Aujourd'hui son teint cireux m'inquiète. Il veut dormir et n'y parvient pas. Il ne cesse de se rendre au cabinet, heureusement que l'on ne peut plus lui donner de lazilix car il serait totalement anéanti avec derrière un arsenal de remèdes effarants comme le diffu K pour redonner du potassium lavé par le lazilix et l'oxygène 24h sur 24 car les poumons seraient dans l'eau !... Le Lazilix fait uriner sans répit cela nécessite une sonde à demeure, et pour clore le tout il serait ainsi totalement grabataire ! Tout ce branle-bas de combat pour un cœur épuisé qui fait des extrasystoles et fabrique de l'eau à tarlarigo... et la pompe infernale se met en route ! C'est le renard qui se mord la queue.

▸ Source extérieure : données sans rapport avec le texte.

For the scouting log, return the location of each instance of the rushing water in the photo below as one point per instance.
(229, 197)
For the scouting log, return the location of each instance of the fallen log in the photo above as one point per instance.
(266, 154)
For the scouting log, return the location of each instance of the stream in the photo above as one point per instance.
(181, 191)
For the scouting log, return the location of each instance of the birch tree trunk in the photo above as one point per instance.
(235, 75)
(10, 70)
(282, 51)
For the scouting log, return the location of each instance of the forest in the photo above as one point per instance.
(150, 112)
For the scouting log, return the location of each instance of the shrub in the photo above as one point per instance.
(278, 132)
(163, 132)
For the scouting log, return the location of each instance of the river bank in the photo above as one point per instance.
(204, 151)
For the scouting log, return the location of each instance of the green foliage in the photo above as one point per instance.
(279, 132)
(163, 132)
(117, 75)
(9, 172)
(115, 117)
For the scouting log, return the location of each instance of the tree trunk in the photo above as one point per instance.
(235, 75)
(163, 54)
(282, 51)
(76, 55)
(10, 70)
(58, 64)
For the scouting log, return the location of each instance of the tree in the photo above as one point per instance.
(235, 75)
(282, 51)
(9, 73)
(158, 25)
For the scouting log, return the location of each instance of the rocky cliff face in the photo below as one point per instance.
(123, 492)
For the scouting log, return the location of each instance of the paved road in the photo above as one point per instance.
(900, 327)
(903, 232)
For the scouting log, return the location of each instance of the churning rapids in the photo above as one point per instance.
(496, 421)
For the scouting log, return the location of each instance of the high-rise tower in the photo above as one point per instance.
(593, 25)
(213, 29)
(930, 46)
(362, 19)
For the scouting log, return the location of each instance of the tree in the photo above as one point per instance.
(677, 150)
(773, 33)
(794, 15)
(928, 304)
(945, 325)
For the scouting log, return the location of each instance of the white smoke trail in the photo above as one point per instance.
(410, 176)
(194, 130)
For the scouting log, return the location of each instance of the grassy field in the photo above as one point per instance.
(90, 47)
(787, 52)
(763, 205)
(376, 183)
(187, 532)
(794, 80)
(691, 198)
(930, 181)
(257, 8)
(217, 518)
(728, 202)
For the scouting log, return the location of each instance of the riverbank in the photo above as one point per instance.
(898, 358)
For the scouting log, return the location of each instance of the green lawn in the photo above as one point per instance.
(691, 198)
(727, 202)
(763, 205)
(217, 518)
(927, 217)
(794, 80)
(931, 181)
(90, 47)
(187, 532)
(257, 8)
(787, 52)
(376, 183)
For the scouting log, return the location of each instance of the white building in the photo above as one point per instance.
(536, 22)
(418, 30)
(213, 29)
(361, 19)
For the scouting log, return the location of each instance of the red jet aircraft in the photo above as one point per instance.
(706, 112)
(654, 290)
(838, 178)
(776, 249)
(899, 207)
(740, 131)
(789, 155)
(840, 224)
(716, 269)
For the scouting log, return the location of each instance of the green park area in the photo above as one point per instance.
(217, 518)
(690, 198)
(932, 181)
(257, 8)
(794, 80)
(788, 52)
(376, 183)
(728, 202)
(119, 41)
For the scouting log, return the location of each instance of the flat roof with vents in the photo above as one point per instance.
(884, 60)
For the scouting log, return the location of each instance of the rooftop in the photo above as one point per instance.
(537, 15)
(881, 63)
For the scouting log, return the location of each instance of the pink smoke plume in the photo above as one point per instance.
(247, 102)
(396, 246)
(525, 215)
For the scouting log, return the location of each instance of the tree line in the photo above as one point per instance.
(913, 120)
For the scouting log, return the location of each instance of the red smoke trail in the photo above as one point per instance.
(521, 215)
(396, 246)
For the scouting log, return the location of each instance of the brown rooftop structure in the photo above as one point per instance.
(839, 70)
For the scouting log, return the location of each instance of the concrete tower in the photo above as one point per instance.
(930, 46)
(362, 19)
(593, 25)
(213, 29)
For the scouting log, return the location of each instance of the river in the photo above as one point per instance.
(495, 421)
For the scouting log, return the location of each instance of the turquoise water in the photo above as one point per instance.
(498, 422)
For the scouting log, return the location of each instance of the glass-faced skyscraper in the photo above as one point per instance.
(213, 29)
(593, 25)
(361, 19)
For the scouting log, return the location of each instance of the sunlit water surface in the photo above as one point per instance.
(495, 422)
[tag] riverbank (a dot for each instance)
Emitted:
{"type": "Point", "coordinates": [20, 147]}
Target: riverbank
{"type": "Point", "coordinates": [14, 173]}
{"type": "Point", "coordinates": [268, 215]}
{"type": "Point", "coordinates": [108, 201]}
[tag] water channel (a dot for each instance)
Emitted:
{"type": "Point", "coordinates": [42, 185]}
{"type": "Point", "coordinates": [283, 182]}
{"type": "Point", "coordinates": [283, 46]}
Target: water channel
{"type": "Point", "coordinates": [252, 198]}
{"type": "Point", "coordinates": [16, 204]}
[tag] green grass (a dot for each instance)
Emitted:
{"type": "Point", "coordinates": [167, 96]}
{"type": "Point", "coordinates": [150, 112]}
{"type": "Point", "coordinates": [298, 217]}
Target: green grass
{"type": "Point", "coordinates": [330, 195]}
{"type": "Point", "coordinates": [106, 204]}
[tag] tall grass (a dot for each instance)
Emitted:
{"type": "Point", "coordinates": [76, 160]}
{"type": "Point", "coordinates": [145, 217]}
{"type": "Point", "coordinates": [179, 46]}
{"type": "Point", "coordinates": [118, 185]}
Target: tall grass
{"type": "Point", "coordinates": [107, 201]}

Enfin quoiqu'il en soit Maurice souffre terriblement mais les deux derniers remèdes remis par le dernier médecin sur la Loire l'ont conduit à cette affreuse impasse... aux chutes, aux malaises et à tout le reste... le gastro-entérologue avait vu juste en 2009. Maurice aurait vécu longtemps sans une médecine appliquée à tord et à travers... pour l'instant il fait montre d'un terrible courage.
Céline lui a fait un pansement américain sur ses plaies bien rouges à la cheville droite et je viens de lui mettre un coussin dessous. Cela le soulage d'un coup du poids de sa jambe sur le fauteuil.
Il me dit :
– Pourvu que je sois un tout petit peu en forme pour demain !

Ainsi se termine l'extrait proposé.